Toro oyó por segunda vez unos rugidos humanos en la distancia.

—¿Qué demonios es eso? ¿Hay una pelea?

—Sí. Ya han empezado otra vez. Los Grises contra los Voluntarios. En esta ocasión dos campeones de lucha de manos desnudas.

Wicks paseó la mirada en derredor con el brillo de la hoguera reflejado en sus grandes ojos.

Toro comprendió que el chico estaba aburrido, y eso le recordó su propio aburrimiento y la impaciencia que lo acompañaba. Suspiró, arrebató al muchacho el odre de vino, y le dio un trago largo que le supo a gloria antes de devolvérselo.

—¿Sabes? Te vi luchar una vez. En la pelea que te convirtió en el campeón de Bar-Khos.

—Espero que apostaras por mí.

—Ojalá lo hubiera hecho, pero pensé que eras un aspirante más. Me costaste toda una bolsa de monedas robadas. Aunque he de reconocer que valió la pena sólo por ver cómo peleabas. Pensé que al final ibas a matarlo.

—Y lo iba a hacer, pero me detuvieron.

—No me puedo creer que seas tú. El auténtico, aquí a mi lado. El mejor luchador de toda Khos. Es increíble.

Toro pasó la piedra de afilar por el filo de la espada sin prestar atención al muchacho. Había pasado mucho tiempo desde la última vez que un desconocido le confesaba su admiración. En otro tiempo había disfrutado de ese tipo de alabanzas, se había sentido importante recibiendo los halagos de la gente.

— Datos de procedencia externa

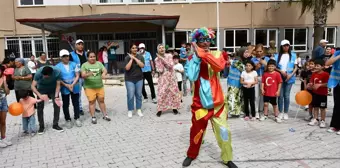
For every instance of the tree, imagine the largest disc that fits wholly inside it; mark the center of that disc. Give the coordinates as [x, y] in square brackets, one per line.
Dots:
[320, 10]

Ahora sólo era una prueba de lo volubles que eran la mayoría de las personas.

—Están hablando de nosotros otra vez —dijo Wicks con cierta indiferencia sacudiendo la cabeza hacia la hoguera.

Los hombres repantigados alrededor del fuego cuchicheaban entre sí. El viejo Russo, veterano de Coros, se volvió con su único ojo en su dirección, y su mirada acusadora hizo que Toro volviera a apretar los dientes llenos de caries.